Single molecule kinetics of bacteriorhodopsin by HS-AFM

Bacteriorhodopsin is a seven-helix light-driven proton-pump that was structurally and functionally extensively studied. Despite a wealth of data, the single molecule kinetics of the reaction cycle remain unknown. Here, we use high-speed atomic force microscopy methods to characterize the single molecule kinetics of wild-type bR exposed to continuous light and short pulses.
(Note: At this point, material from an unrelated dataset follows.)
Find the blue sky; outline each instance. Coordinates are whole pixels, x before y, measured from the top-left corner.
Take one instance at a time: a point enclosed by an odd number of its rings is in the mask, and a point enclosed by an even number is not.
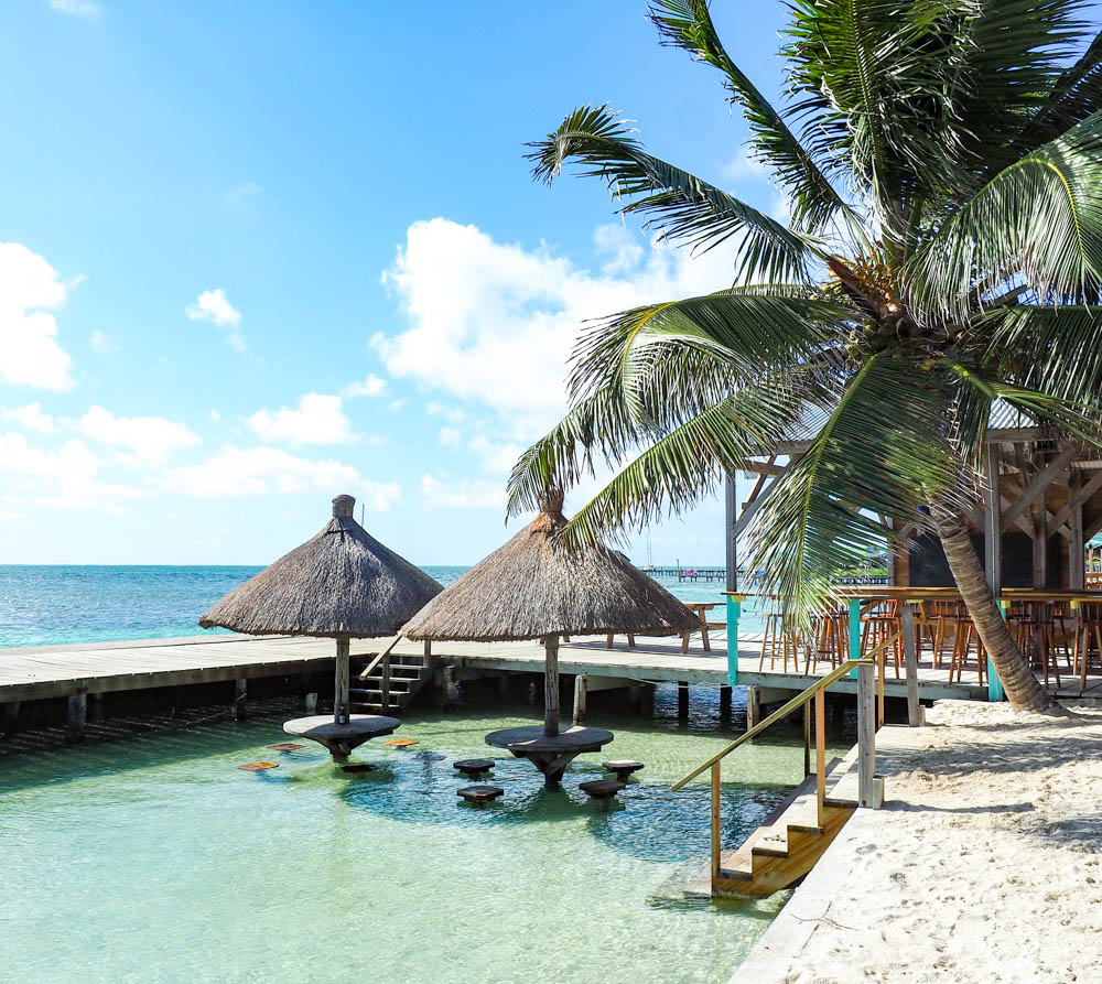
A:
[[[596,182],[532,183],[525,141],[608,101],[784,210],[716,74],[645,13],[8,4],[0,562],[266,563],[342,491],[415,562],[494,549],[582,322],[731,271],[656,247]],[[776,93],[781,4],[714,17]],[[704,504],[652,530],[655,561],[721,563],[721,533]]]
Monitoring bR conformational changes with millisecond temporal resolution, we determine that the cytoplasmic gate opens 2.9 ms after photon absorption, and stays open for proton capture for 13.2 ms. Surprisingly, a previously active protomer cannot be reactivated for another 37.6 ms, even under excess continuous light, giving a single molecule reaction cycle of similar to 20 s(-1). The reaction cycle slows at low light where the closed state is prolonged, and at basic or acidic pH where the open state is extended.

Automated summary

The study used high-speed atomic force microscopy methods to characterize the single molecule kinetics of wild-type bacteriorhodopsin under continuous light and short pulses. It found that the cytoplasmic gate opens 2.9 ms after photon absorption and stays open for proton capture for 13.2 ms, with a single molecule reaction cycle of approximately 20 s(-1).